/ReinforceConf2019

Code from Paris and Mars' presentations in Budapest at Reinforce AI Conference 2019.

Primary LanguageSwiftMIT LicenseMIT

ReinforceConf2019

This repository includes presentation slides and supplementary material from Paris and Mars' presentations in Budapest at the Reinforce AI Conference (presentation_main) and the nearby Budapest Artificial Intelligence Meetup (presentation_meetup) in 2019.

Aside from the written content, a simple demo app was written in Swift 5 using the Xcode 10.2 Beta 3 to demonstrate Neural Style Transfer on iOS. This NSTDemo project is a quick and easy way to get started experimenting with TuriCreate and CoreML, with visual output that is fun to test.

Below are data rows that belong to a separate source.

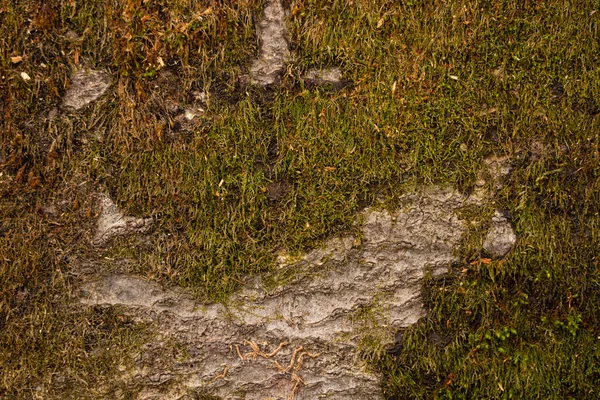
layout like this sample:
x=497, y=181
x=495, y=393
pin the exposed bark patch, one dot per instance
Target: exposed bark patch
x=112, y=223
x=300, y=340
x=274, y=52
x=86, y=86
x=501, y=237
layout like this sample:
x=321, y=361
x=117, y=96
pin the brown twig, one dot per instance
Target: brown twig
x=222, y=375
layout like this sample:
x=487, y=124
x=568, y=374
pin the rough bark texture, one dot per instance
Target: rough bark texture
x=86, y=86
x=274, y=52
x=301, y=339
x=112, y=223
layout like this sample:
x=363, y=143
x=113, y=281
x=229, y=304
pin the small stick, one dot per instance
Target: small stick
x=301, y=358
x=222, y=375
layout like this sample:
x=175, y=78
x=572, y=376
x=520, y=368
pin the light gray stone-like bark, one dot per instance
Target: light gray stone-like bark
x=299, y=340
x=500, y=238
x=86, y=86
x=274, y=52
x=112, y=223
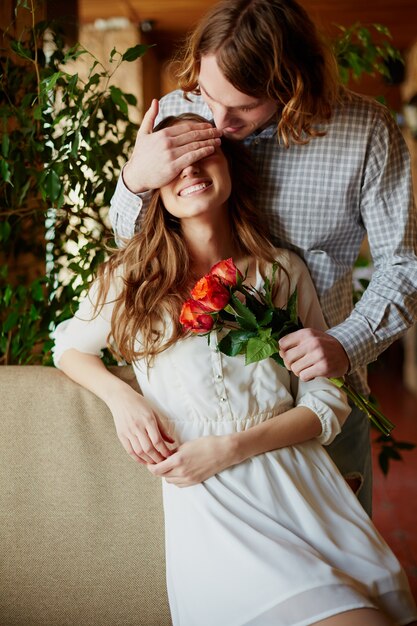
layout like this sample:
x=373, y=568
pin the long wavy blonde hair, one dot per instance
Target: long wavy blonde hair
x=155, y=268
x=268, y=49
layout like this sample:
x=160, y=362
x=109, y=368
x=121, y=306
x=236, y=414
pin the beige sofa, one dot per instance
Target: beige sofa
x=81, y=524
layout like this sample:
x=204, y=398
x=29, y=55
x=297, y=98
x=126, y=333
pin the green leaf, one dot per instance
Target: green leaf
x=4, y=170
x=22, y=52
x=118, y=98
x=5, y=230
x=292, y=306
x=11, y=321
x=135, y=52
x=257, y=350
x=52, y=185
x=244, y=316
x=37, y=291
x=5, y=144
x=235, y=342
x=8, y=293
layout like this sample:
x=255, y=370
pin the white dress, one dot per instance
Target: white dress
x=279, y=540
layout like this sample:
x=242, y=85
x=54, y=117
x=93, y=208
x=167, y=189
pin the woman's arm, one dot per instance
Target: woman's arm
x=138, y=427
x=198, y=460
x=79, y=342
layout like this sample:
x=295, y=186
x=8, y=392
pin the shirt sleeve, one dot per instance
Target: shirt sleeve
x=326, y=400
x=86, y=331
x=126, y=207
x=388, y=306
x=125, y=211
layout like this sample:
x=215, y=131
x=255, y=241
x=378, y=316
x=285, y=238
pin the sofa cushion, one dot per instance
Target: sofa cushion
x=81, y=524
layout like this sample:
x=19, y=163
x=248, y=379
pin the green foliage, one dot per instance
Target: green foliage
x=63, y=139
x=390, y=450
x=361, y=50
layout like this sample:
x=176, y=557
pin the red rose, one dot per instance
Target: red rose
x=227, y=272
x=211, y=293
x=195, y=317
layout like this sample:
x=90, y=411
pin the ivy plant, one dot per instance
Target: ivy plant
x=63, y=140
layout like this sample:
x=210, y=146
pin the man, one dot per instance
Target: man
x=332, y=166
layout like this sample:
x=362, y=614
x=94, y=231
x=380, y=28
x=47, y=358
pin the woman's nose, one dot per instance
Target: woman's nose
x=190, y=170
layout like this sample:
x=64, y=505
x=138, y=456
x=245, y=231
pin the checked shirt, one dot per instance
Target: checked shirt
x=320, y=200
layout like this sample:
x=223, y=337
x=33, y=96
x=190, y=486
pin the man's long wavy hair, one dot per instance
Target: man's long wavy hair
x=268, y=49
x=155, y=268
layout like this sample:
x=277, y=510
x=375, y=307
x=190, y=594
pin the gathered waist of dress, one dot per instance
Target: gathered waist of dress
x=191, y=429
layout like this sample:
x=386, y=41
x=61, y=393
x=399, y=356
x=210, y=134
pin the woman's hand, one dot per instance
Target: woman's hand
x=197, y=460
x=139, y=428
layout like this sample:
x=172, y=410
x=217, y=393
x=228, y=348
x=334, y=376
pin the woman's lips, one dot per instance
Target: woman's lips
x=194, y=188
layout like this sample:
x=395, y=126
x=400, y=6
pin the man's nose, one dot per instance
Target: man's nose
x=221, y=115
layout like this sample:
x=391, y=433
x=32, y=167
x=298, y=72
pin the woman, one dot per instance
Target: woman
x=265, y=531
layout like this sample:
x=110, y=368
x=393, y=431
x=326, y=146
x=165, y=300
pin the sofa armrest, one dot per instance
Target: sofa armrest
x=81, y=524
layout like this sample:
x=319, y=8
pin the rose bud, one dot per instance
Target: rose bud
x=211, y=293
x=227, y=272
x=195, y=317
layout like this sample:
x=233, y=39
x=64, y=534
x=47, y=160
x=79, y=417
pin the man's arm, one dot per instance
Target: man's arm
x=388, y=306
x=156, y=159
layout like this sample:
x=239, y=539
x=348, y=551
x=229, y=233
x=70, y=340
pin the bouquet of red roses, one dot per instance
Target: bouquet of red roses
x=254, y=323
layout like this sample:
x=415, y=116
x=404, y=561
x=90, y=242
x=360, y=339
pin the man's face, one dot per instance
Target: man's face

Picture of NSTDemo app in action

Using NSTDemo

The structure of the app is very simple. There is an AppDelegate.swift file that is nothing more that what is required, and there is a ViewController.swift file with a corresponding Main.storyboard that controls a single view and its elements:

  • a UIBarButton that summons an UIImagePickerView to select from Photos
  • a UIImageView to display the image chosen
  • a UIPickerView to select the model to apply
  • a UIButton to apply the model and show the output in the UIImageView
  • a UIBarButton that summons a UIActivityView to share the created image
  • an optional UIAlertView that is displayed if the image selected is too small for the model to transform, or something else goes wrong in the transform process

There is a StyleTransferModel.mlmodel file that was trained for a quick demonstration. It features eight styles trained on style images with distinct colours and textures (see below), but was only trained with 6000 iterations and given very limited content images. This should be replaced with something trained for longer and with more diverse training content if output quality is to be improved.

Picture of NSTDemo app in action

There are also three additional Swift files. Image.swift contains UIImage extensions for cropping, resizing, and creating CVPixelBuffer from a given image. This file also includes a function styled(with modelSelection: StyleModel) -> UIImage that will return a copy of the image it is called on, styled with the model and options provided.

StyleModel.swift is the file provided the enumeration passed to the styled(with:) function. Its cases correspond to the styles the .mlmodel file was trained with. Utils.swift just contains a few general-purpose extensions to make code nicer to read and write, including functions for MLMultiArrays, CVPixelBuffers and CGContexts.

Creating a new MLModel

Once you've got TuriCreate up and running, ideally inside a virtualenv (refer to Turi's installation guide for info), activate the virtualenv and make three folders inside it:

  • content — place a collection of images of the type you'd like the style transfer to work on in here (ideally lots of images representing a vast range of content: people, animals, landscapes, objects, everything)
  • style – place as many different style images as you'd like to be able to transfer in here (the images you want your created images to imitate the style of)
  • test – place a collection of images of the same type as the content images in here, so you can potentially evaluate your style transfer model for effectiveness (like the first category but needs less images, content doesn't really matter but will benefit from being varied)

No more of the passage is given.